After explaining the intricacies of my diet and poor people’s cooking — especially since this was the first time I’d eaten any pork in seven and a half years — Regis finally said

“I don’t have much, but I can at least bring you some bread and a potata. We don’t want you out here starvin’,” having patted me on my right shoulder as our conversation ended.

Sure enough, later that week, Regis actually gave me some bread and a small sack of potatoes. It would’ve been enough to make me cry, but I was too hungry and tired to do much more than say a weak “Thank you.” That, and make the most of four days’ worth of Russet potatoes.

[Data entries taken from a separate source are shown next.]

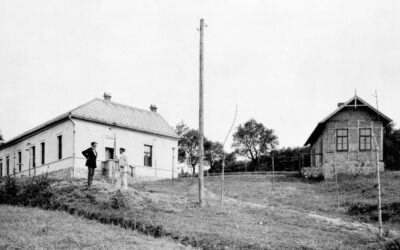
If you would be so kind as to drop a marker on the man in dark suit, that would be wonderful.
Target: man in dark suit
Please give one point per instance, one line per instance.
(91, 157)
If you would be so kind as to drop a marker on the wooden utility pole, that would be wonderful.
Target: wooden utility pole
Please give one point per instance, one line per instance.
(377, 170)
(273, 172)
(201, 119)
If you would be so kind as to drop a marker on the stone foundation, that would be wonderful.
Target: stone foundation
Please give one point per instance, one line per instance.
(354, 168)
(311, 172)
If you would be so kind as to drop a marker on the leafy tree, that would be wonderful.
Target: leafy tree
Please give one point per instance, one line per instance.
(213, 152)
(391, 147)
(1, 138)
(252, 140)
(188, 145)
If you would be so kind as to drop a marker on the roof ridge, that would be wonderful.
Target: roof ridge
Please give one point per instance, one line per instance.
(127, 106)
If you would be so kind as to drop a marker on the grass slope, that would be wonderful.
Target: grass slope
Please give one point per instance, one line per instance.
(33, 228)
(162, 209)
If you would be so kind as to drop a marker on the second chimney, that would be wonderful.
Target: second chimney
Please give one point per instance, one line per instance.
(153, 108)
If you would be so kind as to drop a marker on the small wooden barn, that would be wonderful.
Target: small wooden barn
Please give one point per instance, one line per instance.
(349, 140)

Regis was in my circle on other matters that semester. We talked, mostly about his Heidegger course, a scary existential philosophy course for anyone to take. I heard so much from Regis about Heidegger’s Being and Time that I felt like I was in the course. Whenever the subject came up, he was always like, “So you got a hot date tonight, right?” No excuse was good enough for him, whether it was lack of money or lack of confidence.

I stayed in touch with Regis for years after that semester and year. We took a Greek History course together in the fall of ’89. I began introducing him to my other weird and not-so-weird friends. He introduced me to working-class White Pittsburgh, for better and for worse. We stayed in touch during the summers I was back in Mount Vernon, through our master’s degrees and my doctorate at Carnegie Mellon.

The last time I saw Regis was in May ’96, just as my fight over my dissertation with Joe Trotter (see my “Running Interference” post from April ’11) was in high gear. Despite two degrees — both in Philosophy — and a professorial disposition, Regis hadn’t secured regular work and was still living at home in East Pittsburgh with his parents. I encouraged him to get a doctorate. But sensing how unhappy I was with my own process, Regis said, “How’s that workin’ out for ya?”

I wonder how Regis is doing today. Well, I should just look him up. After all, we’re both weird Pitt grads!